One of these ML techniques, artificial neural networks (ANNs), was inspired by the way neurons in a brain are connected. (Inspired by. They are not anything like simulated brains. Don’t be fooled.) Deep learning algorithms are variations on these. They proved really good at an impressive variety of tasks, resulting in a flurry of excitement that started a few years ago. Back then, some companies were starting to brag about how their data scientists were using ML to make automated predictions or decisions at large scale. When deep learning started to become accessible, since it came from AI research, and AI sounds advanced, the bragging went from being about data science to AI.
It’s kind of like if a baker started using a super-yeast, and said they were using biochemistry, and then suddenly every bakery is advertising their biochemistry. It’s not totally wrong, and it’s absurd, and hardly any of these bakers would be advancing the field. But we would get used to it like we got used to digestive biscuits.
So AI is deep learning? Nope. Deep learning was just the initial hook that pulled the term ‘AI’ into the places where ML was being used. Notice how ML started as a subset of academic AI research, but now, thanks to marketing, AI refers to commercial and industrial applications of ML. Sort of. Typically, when companies claim to be using AI, there’s an expectation that something is happening automatically. So I like to say commercial AI means “ML in production”. (Production here means infrastructure actually in use, not some experimental test server.)
Let’s say you want to use AI to detect fraudulent transactions. First, you need a bunch of examples of transactions where the fraudulent ones are labeled. Maybe you decorate this data by connecting other data sets. The age of the account or the number of prior legitimate transactions might be informative, so stick it on to your transaction data. Now the same way you choose a linear or quadratic or logarithmic trendline in Excel, you have to pick an ML algorithm to fit to your data. Depending on what you try, you might need to do further data munging. Maybe you scale all the dollar amounts down between 0 and 1. Maybe you convert account opening dates into zodiac signs. For deep learning, you might spend more time trying different architectures. How deep? How connected? At this point, you’re trying lots of different things to see what will yield the best model for flagging fraud.
The point is that there’s a lot of manual work, and in the end, you have one model that takes decorated, munged transaction data as input, and says fraud or not fraud as its output. Great, put it production, and you have an AI. Now that you have an intelligence, let’s use it to call customers and tell them about the fraud it found!

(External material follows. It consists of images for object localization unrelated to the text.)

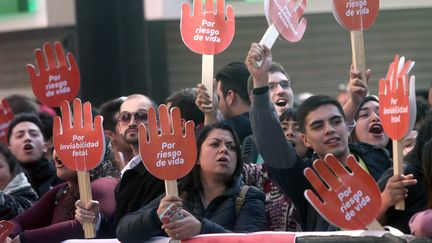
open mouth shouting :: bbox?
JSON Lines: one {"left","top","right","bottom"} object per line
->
{"left": 369, "top": 123, "right": 384, "bottom": 135}
{"left": 23, "top": 143, "right": 34, "bottom": 153}
{"left": 275, "top": 98, "right": 287, "bottom": 107}
{"left": 288, "top": 140, "right": 296, "bottom": 148}
{"left": 216, "top": 156, "right": 229, "bottom": 166}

That’s absurd. When you fit a trendline in Excel, it’s good for that one task and nothing else. Same with AI. There are multitask models that can generalize to some degree, but always within a tight class of problems. The point is, every time you have a new task, you’re going to develop a new model to perform that task, even if that means fine-tuning an off-the-shelf model for your needs. There isn’t a Google or Amazon AI floating in the cloud that’s sucking up our data and getting steadily smarter and smarter. AI is not one thing.
In fact, a lot of the time, it’s not even AI. It’s some over-promised, under-delivering model that kicks the hard stuff over to an invisible group of underpaid human laborers to make a decision. Or it’s just the humans. So AI is “ML in production, except when it’s actually poor people”.
But if you do manage to put a model in production to decide whether new transactions are fraudulent or not, what do you do with that? That’s a separate question. Do you block those transactions? Do you notify the customer after the fact? Do you just record these and review accounts with too many? Or do you alert the authorities? What are the consequences when the model incorrectly flags fraud? When it misses fraud? Is it wrong more often for certain groups of people? Do you inform your customers how your model may affect them? Do you allow customers to opt-out of the system?
None of those are technical questions. You can call them product, design, or ethical questions. And they have far more influence on the impact of an AI system than the AI component itself. Quite often AI systems are sociotechnical in nature, and understanding that wider context requires a very different perspective from the one necessary to optimize a model.
Once we understand that AI is not one thing, that every implementation is unique and highly specific, and that the hardest part of deploying AI is often not technical, many other common beliefs about AI fall apart. That discussion is for another day.
Postscript: No one says “cognitive” anything unless IBM’s been selling to them. And there’s nothing cognitive about any of it. And if your company keeps talking about “robotics”, that just means code like we’ve always had code.